Entertainment

Anthony Scaramucci's Job In 2019 Shows He's Keeping Busy After His White House Firing

by Jack O'Keeffe
Ben Gabbe/Getty Images Entertainment/Getty Images

Following his whirlwind tenure as a White House staffer, Anthony Scaramucci recently entered a very different kind of house: the Celebrity Big Brother house. Last July, the entrepreneur infamously served 10 days as the Trump administration's director of communications. But over six months after the storied ousting, you might be wondering: um, what is Anthony Scaramucci's job now?

Whatever he's doing, it's apparently working well for him. According to Money Inc, Scaramucci has an estimated net worth of $200 million. (For comparison, the grand prize for winning an average, summer-long, celebrity-free season of Big Brother is a measly $500,000.) The outlet further reports that Scaramucci was rumored to be earning an annual salary of $179,700 during his brief White House stint, but he's also involved in a number of other ventures — chiefly, the investment firm he founded, SkyBridge Capital, which specializes in "funds of hedge funds products, custom separate account portfolios, hedge fund advisory services and a long-only mutual fund," the official website states. According to CNN, Scaramucci had resigned from Skybridge in January 2017, but announced his return to the firm last April, after its scheduled sale to Chinese conglomerate HNA Group fell through because federal regulators didn't sign off on the deal. He currently serves as a co-managing partner, per the SkyBridge website.

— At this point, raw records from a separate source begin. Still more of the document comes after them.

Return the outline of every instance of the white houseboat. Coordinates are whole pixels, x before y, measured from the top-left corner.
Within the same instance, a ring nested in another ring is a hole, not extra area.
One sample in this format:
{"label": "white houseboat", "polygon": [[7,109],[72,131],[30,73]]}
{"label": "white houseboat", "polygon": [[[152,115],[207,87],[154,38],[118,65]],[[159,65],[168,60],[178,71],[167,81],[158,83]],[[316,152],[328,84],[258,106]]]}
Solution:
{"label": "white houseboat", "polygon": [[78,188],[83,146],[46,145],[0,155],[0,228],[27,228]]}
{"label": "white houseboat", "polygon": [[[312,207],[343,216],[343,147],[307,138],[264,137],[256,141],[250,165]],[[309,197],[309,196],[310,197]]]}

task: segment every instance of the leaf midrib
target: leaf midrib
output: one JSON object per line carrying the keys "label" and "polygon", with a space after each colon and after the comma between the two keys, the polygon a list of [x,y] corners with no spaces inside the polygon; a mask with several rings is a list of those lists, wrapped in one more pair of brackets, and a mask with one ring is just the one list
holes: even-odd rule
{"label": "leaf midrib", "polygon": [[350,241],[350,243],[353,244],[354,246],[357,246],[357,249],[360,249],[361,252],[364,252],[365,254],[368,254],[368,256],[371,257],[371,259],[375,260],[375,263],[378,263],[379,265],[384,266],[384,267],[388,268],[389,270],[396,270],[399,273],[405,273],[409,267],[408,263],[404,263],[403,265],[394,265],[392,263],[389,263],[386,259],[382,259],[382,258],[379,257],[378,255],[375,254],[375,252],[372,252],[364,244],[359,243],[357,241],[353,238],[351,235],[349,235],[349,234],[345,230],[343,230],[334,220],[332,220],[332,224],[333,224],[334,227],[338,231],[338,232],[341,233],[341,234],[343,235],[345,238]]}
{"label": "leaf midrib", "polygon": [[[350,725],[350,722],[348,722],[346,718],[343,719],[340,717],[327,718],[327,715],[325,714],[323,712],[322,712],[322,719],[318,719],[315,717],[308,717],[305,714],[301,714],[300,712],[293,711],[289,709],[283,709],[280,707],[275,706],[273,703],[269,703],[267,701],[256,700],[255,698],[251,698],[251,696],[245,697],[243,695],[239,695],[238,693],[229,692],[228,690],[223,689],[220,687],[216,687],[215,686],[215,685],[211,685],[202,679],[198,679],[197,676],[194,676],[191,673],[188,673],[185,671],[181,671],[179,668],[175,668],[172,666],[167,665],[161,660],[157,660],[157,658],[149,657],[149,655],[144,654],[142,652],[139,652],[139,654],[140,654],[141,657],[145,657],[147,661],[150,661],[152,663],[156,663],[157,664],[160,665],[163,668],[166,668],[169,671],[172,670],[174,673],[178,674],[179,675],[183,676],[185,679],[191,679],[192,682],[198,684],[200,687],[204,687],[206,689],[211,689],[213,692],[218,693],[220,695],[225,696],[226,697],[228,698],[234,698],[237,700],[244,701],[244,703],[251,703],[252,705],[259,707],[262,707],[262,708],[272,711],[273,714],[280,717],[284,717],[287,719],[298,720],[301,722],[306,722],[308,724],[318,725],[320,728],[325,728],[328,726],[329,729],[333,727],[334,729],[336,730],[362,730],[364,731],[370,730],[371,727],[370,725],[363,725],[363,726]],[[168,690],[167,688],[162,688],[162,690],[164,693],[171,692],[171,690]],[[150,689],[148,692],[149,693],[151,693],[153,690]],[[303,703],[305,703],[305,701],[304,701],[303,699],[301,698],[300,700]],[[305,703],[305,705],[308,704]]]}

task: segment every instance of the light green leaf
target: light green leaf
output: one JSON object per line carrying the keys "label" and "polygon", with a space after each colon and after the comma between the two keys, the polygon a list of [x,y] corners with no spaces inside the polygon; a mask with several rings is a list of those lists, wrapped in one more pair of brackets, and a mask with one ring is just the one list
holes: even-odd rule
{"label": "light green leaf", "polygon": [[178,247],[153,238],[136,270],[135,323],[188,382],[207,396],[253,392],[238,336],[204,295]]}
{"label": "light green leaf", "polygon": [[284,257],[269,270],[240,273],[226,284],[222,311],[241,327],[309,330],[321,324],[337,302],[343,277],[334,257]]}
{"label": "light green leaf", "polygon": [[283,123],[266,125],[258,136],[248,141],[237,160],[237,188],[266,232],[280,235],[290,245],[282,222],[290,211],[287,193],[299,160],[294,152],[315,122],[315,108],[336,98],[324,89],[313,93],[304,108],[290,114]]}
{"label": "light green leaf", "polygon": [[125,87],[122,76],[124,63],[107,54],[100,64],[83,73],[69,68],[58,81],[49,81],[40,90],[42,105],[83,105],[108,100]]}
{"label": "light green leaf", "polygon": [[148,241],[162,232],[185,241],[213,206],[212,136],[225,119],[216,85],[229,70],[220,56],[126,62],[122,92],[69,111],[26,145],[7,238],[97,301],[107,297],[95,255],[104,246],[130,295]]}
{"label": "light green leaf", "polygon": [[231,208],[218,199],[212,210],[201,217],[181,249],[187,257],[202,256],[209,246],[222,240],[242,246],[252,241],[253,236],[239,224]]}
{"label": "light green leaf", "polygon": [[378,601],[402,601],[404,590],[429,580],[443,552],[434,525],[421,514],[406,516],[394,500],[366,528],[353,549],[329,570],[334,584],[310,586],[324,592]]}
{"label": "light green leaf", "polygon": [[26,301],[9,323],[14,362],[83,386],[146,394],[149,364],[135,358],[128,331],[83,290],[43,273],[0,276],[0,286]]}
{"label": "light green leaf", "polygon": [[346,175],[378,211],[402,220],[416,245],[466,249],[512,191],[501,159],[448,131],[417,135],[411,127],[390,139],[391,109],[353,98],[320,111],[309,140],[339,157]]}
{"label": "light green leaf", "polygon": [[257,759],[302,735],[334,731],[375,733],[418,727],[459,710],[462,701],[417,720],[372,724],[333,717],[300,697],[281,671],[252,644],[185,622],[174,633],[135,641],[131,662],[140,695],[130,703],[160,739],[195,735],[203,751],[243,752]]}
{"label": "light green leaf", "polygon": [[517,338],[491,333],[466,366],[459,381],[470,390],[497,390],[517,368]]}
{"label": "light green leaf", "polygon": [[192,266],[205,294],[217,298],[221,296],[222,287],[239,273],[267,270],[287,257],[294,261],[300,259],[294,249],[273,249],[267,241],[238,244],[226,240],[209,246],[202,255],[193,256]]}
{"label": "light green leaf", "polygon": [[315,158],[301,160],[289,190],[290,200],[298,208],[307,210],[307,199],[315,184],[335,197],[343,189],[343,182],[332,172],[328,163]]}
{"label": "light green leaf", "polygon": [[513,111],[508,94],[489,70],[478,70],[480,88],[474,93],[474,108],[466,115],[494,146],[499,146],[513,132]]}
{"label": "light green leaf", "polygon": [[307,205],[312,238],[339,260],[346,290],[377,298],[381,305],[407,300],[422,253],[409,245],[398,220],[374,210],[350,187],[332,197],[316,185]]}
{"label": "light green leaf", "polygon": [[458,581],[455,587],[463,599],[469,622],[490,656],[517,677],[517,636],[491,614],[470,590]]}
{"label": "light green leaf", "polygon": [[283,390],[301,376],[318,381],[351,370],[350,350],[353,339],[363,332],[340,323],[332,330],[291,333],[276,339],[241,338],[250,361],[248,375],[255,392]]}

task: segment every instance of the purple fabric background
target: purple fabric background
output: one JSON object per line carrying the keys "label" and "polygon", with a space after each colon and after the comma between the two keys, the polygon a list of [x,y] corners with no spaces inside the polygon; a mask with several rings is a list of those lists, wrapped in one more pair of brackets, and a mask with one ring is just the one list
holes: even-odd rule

According to Money Inc., Scaramucci receives income from his ownership shares in the firm, and made a reported $12 million prior to leaving to serve at the White House. Throughout his career, he's also invested in a number of outside projects: he opened a high-end restaurant in Midtown Manhattan called the Hunt & Fish Club in 2015, and as Sports Illustrated reported in 2017, he owns a minor stake in the New York Mets.

Furthermore, Scaramucci has made frequent appearances on CNBC and Fox Business Network, as well as published several books. He most recently published 2018's The Blue Collar President: How Trump is Reinventing the Aspirational Working Class, which he summed up to the New York Post as "an entrepreneur writing about an entrepreneur who has now ascended into the presidency."

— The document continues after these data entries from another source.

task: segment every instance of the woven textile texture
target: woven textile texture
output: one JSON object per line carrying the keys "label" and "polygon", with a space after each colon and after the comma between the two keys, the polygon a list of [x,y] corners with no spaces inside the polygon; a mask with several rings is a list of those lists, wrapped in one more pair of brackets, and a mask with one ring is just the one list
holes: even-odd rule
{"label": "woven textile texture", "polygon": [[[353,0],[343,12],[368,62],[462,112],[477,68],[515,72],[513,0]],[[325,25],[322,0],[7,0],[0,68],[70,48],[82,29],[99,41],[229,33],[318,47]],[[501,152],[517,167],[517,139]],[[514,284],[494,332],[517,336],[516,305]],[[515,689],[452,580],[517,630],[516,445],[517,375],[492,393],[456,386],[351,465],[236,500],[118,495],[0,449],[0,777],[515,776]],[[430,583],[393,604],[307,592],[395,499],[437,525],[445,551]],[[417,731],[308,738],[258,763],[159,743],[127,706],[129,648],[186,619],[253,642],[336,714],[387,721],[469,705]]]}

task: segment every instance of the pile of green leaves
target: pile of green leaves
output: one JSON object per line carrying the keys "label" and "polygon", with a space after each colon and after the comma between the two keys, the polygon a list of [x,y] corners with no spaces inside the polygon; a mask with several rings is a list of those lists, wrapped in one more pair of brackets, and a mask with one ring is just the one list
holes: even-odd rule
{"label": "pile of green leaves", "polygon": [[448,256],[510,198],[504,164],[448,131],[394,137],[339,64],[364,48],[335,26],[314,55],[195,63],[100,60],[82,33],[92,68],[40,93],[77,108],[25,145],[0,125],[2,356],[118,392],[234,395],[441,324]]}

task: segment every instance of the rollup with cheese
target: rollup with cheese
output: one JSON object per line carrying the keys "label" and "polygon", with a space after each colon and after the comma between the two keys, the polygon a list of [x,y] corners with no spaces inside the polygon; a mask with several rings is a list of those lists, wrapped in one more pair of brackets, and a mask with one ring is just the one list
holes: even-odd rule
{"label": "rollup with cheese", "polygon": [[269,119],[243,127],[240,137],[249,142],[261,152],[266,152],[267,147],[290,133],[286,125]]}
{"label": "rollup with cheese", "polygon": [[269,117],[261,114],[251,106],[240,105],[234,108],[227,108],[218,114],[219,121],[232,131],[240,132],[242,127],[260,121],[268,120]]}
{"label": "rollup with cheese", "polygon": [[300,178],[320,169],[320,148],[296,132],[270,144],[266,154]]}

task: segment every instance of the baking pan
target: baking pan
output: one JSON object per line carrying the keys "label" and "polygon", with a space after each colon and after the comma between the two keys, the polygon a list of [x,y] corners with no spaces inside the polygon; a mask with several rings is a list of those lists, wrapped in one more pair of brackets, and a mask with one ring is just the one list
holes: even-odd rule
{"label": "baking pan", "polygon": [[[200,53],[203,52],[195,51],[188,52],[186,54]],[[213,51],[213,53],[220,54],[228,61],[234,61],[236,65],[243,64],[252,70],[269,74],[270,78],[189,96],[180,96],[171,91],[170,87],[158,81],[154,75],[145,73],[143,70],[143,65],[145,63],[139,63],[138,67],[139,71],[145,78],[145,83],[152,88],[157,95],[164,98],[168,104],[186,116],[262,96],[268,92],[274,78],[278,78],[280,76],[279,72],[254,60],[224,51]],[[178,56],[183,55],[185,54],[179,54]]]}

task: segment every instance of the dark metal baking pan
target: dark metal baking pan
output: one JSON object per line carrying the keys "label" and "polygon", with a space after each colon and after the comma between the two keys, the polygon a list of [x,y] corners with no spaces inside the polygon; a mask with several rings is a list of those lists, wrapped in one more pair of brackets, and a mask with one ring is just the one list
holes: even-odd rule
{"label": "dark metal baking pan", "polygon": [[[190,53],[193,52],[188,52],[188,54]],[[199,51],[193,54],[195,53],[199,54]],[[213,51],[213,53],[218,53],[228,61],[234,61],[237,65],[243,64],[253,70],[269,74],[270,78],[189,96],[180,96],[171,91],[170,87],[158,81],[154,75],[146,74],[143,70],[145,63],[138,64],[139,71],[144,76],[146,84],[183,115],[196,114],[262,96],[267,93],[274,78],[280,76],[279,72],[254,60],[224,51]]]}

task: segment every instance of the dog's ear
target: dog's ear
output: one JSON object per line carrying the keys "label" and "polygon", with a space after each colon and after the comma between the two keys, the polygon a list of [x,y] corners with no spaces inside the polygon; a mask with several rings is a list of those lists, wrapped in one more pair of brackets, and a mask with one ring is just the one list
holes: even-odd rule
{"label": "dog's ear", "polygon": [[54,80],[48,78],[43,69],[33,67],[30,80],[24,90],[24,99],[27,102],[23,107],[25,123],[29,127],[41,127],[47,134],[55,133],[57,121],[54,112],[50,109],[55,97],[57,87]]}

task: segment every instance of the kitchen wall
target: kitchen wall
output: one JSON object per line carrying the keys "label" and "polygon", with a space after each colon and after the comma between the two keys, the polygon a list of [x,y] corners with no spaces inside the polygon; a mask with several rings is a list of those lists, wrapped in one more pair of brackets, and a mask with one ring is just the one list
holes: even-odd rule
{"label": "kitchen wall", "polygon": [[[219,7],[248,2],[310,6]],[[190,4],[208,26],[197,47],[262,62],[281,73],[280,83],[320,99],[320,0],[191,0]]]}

So, between his investment firm, robust financial portfolio, and detour into reality TV, Scaramucci is seemingly busier now than he was during his short time in the White House. And he may have even set a new record for himself: lasting in the Big Brother house for an even shorter amount of time than he did in the White House.

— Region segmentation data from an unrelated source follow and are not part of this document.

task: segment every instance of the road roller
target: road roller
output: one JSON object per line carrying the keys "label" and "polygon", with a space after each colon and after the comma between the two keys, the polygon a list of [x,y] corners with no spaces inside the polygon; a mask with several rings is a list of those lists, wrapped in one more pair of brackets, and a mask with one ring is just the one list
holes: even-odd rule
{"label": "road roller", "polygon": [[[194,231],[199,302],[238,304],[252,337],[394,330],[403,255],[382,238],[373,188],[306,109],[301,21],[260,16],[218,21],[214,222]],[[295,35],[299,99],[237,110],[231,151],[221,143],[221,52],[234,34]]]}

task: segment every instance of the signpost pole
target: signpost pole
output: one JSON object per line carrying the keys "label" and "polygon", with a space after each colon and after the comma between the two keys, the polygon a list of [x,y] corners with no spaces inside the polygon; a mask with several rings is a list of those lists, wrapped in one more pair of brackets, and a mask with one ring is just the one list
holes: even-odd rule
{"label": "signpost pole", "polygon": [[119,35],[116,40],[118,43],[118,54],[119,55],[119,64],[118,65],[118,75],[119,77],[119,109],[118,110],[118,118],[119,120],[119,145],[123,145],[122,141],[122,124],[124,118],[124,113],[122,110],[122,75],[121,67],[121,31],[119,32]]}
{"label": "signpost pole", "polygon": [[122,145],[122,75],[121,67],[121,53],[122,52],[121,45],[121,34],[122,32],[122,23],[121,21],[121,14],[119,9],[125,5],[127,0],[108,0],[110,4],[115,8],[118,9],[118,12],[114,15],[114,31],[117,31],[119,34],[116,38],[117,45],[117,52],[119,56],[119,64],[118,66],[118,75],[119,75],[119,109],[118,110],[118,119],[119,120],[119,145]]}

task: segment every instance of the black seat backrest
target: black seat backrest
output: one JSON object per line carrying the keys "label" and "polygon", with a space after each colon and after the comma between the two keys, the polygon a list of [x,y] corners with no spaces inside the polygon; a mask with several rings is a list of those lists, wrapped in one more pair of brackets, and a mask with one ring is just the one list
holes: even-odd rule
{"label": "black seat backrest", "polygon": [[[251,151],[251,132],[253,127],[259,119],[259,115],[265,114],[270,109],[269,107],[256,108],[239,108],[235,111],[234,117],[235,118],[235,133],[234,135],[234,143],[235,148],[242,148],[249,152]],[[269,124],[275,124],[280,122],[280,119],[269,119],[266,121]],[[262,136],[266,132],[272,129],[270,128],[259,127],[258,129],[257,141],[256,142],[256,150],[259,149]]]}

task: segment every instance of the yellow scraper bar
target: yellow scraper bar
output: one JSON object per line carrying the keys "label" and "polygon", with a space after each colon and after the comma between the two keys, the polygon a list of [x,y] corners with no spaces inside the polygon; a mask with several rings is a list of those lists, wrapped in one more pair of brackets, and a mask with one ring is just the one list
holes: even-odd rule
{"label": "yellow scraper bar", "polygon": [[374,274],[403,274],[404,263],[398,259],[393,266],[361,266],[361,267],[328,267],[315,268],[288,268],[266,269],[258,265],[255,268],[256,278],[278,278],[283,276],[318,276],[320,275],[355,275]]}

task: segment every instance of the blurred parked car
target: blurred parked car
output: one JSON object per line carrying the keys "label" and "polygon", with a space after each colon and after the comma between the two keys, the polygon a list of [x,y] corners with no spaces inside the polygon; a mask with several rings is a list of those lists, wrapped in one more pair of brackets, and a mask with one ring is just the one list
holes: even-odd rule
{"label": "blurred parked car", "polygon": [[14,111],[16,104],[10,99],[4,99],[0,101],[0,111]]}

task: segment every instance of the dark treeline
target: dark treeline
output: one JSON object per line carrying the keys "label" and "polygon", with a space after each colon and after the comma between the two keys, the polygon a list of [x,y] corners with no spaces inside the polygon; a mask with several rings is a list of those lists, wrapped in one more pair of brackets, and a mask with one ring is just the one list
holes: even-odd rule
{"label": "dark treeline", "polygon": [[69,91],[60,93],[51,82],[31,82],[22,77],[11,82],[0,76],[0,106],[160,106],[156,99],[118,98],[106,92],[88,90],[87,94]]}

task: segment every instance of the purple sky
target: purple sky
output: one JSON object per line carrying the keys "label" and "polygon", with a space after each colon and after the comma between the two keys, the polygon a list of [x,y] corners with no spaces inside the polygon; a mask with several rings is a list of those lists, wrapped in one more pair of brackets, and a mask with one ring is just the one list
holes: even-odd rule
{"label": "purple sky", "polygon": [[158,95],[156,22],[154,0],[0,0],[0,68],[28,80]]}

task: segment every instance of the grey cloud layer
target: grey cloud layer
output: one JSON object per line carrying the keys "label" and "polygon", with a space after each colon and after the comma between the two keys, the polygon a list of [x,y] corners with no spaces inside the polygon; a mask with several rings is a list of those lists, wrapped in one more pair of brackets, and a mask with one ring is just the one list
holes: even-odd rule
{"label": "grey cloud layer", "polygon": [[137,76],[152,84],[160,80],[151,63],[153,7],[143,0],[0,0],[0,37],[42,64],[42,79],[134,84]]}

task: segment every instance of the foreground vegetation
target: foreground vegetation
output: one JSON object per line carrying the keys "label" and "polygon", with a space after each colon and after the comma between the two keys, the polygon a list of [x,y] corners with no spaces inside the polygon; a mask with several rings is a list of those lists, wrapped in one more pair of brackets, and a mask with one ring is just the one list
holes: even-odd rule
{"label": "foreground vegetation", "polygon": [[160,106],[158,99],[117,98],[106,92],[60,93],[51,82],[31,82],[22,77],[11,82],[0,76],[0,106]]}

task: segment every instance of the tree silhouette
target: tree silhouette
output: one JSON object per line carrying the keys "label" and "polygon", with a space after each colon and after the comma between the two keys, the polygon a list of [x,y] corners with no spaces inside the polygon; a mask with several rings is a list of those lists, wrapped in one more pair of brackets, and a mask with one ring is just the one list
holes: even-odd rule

Scaramucci revealed in a recent Periscope that he is no longer in the Celebrity Big Brother house, but declined to say why he left. Was he evicted early? Did he leave of his own volition? Was his involvement merely a stunt and he never intended to stay for the entirety of the season? Scaramucci explained that he went on the show so that he could connect with blue-collar families, and admitted that while his time in the house was not long, it was a "tremendous amount of fun." With so much going on, it seems that Scaramucci simply had to get back to work.